Die Preise für die besten Wagen und Fußgruppen

Der 1. Preis bei den Wagenbaugemeinschaften geht an die „Wipp-Bürger“ und ihre detailreiche Darstellung des Stadtbrandes von 1795. Der 2. Preis geht an die „Echten Fründe“ und ihre Wipperfürther Stadtmauer. Den 3. Preis erhalten die Karnevalsfreunde Zintagen und ihre Smileys.
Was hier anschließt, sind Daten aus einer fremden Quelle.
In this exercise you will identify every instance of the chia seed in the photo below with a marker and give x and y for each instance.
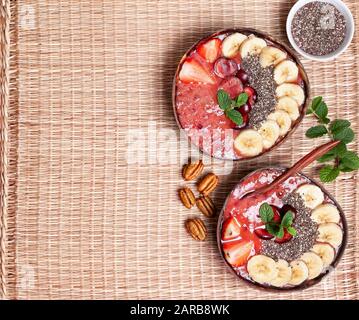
(262, 80)
(319, 28)
(307, 232)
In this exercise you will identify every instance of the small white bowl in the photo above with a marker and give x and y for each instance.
(340, 5)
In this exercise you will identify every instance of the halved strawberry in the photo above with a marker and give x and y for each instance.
(210, 50)
(237, 252)
(231, 229)
(192, 71)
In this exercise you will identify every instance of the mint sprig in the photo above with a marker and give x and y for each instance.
(228, 105)
(276, 229)
(338, 129)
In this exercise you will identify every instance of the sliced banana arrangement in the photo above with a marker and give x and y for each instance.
(311, 264)
(252, 46)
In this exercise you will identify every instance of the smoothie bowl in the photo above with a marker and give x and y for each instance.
(309, 240)
(239, 93)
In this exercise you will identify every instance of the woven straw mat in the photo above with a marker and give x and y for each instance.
(85, 82)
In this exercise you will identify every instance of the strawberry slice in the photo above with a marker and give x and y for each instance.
(263, 234)
(231, 229)
(237, 252)
(210, 50)
(193, 71)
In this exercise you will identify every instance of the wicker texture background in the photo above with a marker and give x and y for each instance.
(77, 219)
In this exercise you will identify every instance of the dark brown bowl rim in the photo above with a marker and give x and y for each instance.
(266, 36)
(308, 283)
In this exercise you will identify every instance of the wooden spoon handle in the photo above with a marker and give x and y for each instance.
(300, 165)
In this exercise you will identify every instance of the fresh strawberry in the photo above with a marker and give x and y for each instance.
(237, 252)
(287, 236)
(210, 50)
(252, 97)
(263, 234)
(193, 71)
(231, 229)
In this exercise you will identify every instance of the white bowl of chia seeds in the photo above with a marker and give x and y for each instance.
(320, 30)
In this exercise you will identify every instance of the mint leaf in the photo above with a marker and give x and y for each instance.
(272, 228)
(223, 99)
(338, 125)
(287, 219)
(328, 173)
(235, 116)
(292, 231)
(315, 103)
(280, 233)
(340, 149)
(325, 120)
(266, 212)
(317, 131)
(345, 135)
(242, 99)
(350, 160)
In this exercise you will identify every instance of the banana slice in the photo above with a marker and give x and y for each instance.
(283, 120)
(271, 56)
(252, 46)
(326, 213)
(312, 195)
(291, 90)
(325, 251)
(331, 233)
(231, 44)
(262, 269)
(314, 264)
(300, 272)
(284, 274)
(290, 106)
(249, 143)
(269, 132)
(286, 71)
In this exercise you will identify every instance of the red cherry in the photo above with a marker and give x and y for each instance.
(287, 236)
(225, 67)
(243, 76)
(233, 86)
(246, 108)
(263, 234)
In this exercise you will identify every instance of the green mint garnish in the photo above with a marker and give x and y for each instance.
(224, 100)
(228, 105)
(338, 129)
(276, 229)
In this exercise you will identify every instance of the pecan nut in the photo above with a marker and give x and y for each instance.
(192, 170)
(206, 206)
(207, 184)
(196, 228)
(187, 197)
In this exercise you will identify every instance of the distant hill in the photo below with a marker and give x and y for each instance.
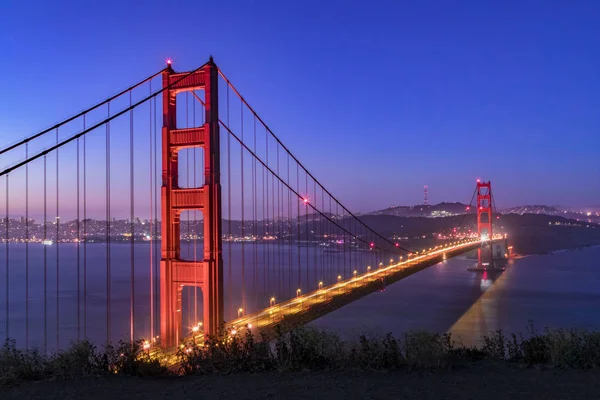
(590, 216)
(428, 211)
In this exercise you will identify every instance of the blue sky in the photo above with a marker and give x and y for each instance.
(377, 98)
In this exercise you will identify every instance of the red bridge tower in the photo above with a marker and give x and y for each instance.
(484, 224)
(176, 273)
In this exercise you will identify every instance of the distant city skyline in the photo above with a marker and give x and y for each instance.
(401, 95)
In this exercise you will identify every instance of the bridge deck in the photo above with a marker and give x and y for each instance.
(305, 308)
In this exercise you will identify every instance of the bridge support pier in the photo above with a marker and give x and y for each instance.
(176, 273)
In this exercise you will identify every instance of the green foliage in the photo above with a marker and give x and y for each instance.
(80, 359)
(301, 349)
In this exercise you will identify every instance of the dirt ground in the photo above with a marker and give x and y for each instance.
(481, 381)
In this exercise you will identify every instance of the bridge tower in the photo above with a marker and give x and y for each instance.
(176, 273)
(484, 224)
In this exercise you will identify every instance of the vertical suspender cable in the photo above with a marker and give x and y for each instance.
(306, 225)
(195, 226)
(132, 228)
(229, 287)
(156, 221)
(279, 269)
(27, 248)
(267, 245)
(45, 259)
(290, 227)
(78, 255)
(85, 222)
(298, 225)
(254, 217)
(152, 222)
(6, 265)
(57, 254)
(108, 309)
(243, 302)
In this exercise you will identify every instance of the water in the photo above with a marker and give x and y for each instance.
(559, 290)
(54, 321)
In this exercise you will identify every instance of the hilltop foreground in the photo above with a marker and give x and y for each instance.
(477, 381)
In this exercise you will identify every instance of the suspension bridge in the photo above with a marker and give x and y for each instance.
(171, 210)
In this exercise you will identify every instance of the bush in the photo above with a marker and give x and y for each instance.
(301, 349)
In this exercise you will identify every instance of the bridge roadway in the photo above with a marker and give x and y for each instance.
(304, 308)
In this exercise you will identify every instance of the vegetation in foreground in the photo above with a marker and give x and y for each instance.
(303, 349)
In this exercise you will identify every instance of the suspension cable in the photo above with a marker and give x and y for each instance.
(32, 137)
(301, 165)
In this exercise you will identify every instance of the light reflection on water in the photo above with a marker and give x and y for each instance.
(560, 290)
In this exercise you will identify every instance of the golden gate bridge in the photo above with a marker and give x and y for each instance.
(231, 230)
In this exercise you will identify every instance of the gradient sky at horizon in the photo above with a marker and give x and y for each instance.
(376, 98)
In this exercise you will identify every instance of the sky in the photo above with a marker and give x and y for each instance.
(376, 98)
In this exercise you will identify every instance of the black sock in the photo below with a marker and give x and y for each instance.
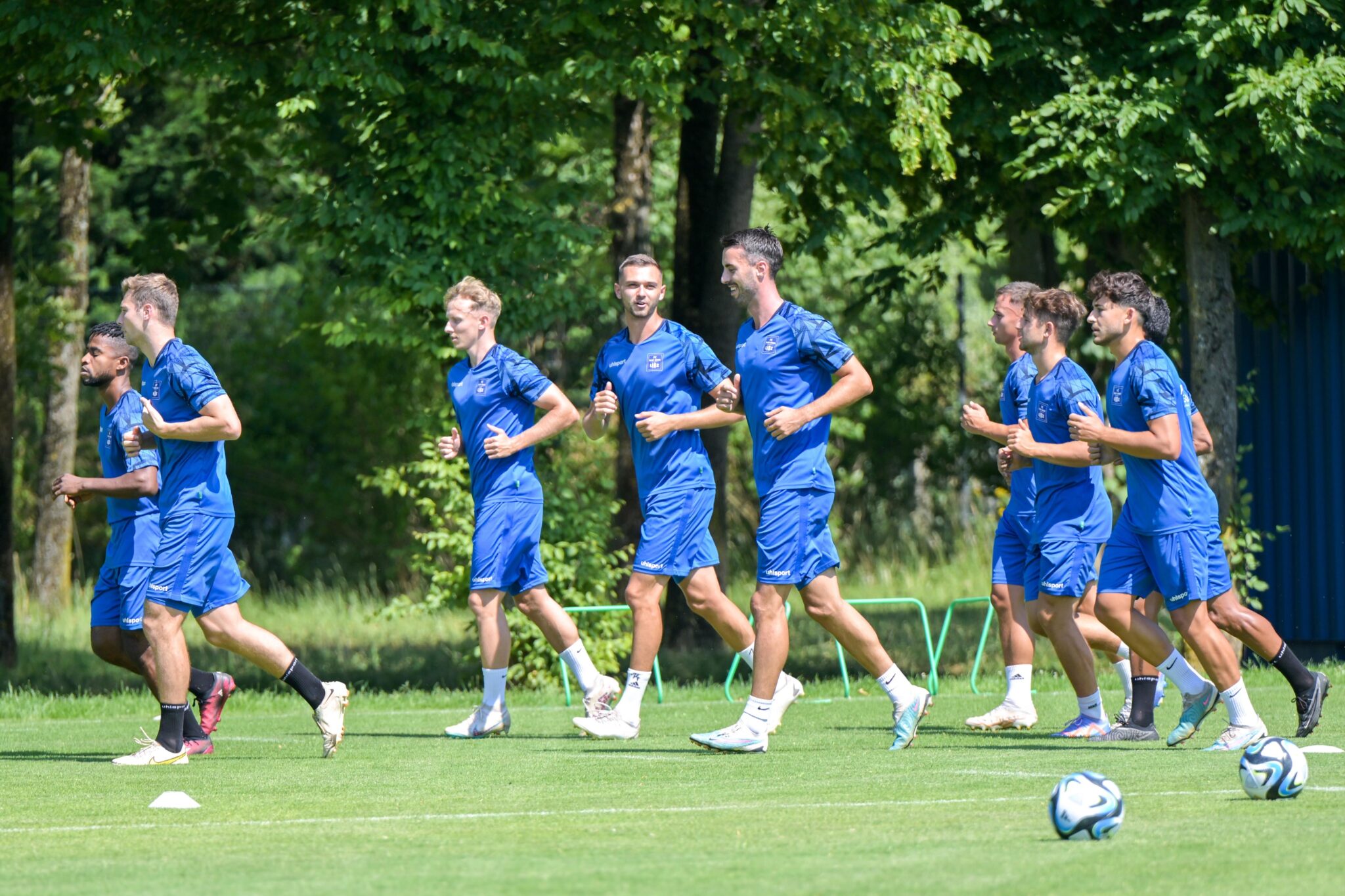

Bei den Fußgruppen holt das Festbankett aus dem Stöpgeshof – die Herren als Champagnerflaschen, die Damen als Festtorten – den 1. Platz. Auf dem 2. Platz landen die lebensgroßen Rosen der KFD Wipperfürth, gefolgt von den farbenprächtigen Flammen der Reitgemeinschaft Kremershof (Platz 3) , die damit auf die vielen Wipperfürther Stadtbrände anspielt.

 

 

 

 

 

 

 

 

 

 

 




Zudem gibt es beim Wipperfürther Zug wieder viele Sonderpreise: Der Sonderpreis des Bürgermeisters geht an die Messdiener als lebende Weintrauben, die CDU Wipperfürth zeichnet das Tanzcorps Blau-Weiß Neye aus. Die Gruppe Querbeet gewinnt den Sonderpreis der SPD, der Preis der Wipperfürther Grünen geht in diesem Jahr an die Gruppe „Hai-to-Kreuzberg“. Die FDP zeichnet die gruseligen Geister des Franziskusheimes aus, die Kreissparkasse Köln vergibt ihren Preis an die alten Ägypter der IG Siebenborn und ihre Pyramide. Die Volksbank Wipperfürth-Lindlar ehrt die bergischen Löwen des Energieversorgers BEW und außerdem die poppig-bunten Grenztänzer. Der Sonderpreis der Partnerstadt Surgères geht an die Zauberer von „Noh bieneen“, der Sonderpreis des Einzelhändlerverbandes ESW an die Helios-Roboter, der BEW-Preis an den VfR.